Early Tuesday, prosecutors presented witnesses to support their contention that Nielsen stalked Autry in the months leading up to her disappearance.

Two of Autry's middle-school friends testified they saw a man in a dark green truck drive by while walking home with Autry, and her oldest sister testified Autry reported being afraid of a man named "Sam" who often waited for her outside her school and followed her home.

Heather Autry said her sister seemed "fearful" of the man and called home nearly every day in May 2000 asking for a ride home from school.

One of the girls identified Nielsen as Sam, which Demler said has been Nielsen's nickname since he was a boy.

On the stand Tuesday afternoon, JoAnn Autry discounted early beliefs that her daughter had run away from home. Only one complete outfit was missing from Autry's room, and those were the same shirt and pants the girl had worn the day before and an old pair of tennis shoes.

Autry would not have left with only those items, JoAnn Autry said, nor would she have gone to meet friends wearing dirty clothes.

Additionally, the family had a meeting scheduled that afternoon to discuss the medical condition of Autry's father. Leroy Autry had cancer and had visited his oncologist just the day before following a setback in his treatment.

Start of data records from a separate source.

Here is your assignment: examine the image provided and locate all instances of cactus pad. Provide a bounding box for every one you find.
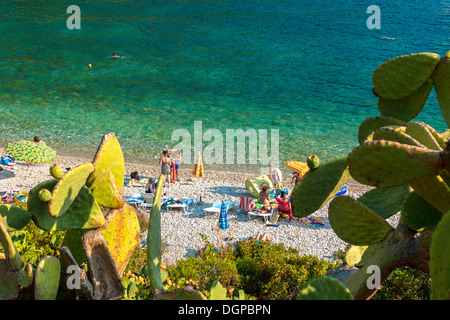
[372,52,440,100]
[328,196,393,246]
[378,79,433,122]
[297,276,353,300]
[50,163,63,179]
[38,189,52,202]
[86,132,125,208]
[48,163,94,218]
[358,184,409,219]
[366,127,425,148]
[401,192,442,232]
[98,204,140,274]
[358,116,406,143]
[430,212,450,300]
[291,157,350,218]
[209,280,227,300]
[34,256,61,300]
[409,175,450,214]
[406,121,442,150]
[348,140,443,187]
[27,179,105,231]
[0,204,31,231]
[431,56,450,127]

JoAnn Autry theorized that her daughter had taken a walk to a favorite family spot, the Hyrum dam, after a late night of creative writing to clear her head before the meeting.

Leroy Autry died in the spring of 2001, less than a year after his daughter disappeared and before her body was found.

Wyatt expects the prosecution to rest its case by the end of this week, and defense attorneys are expected to begin presenting their case on Tuesday.

A four-day sentencing hearing is already scheduled to begin Jan. 27, should Nielsen be convicted. Prosecutors intend to seek the death penalty.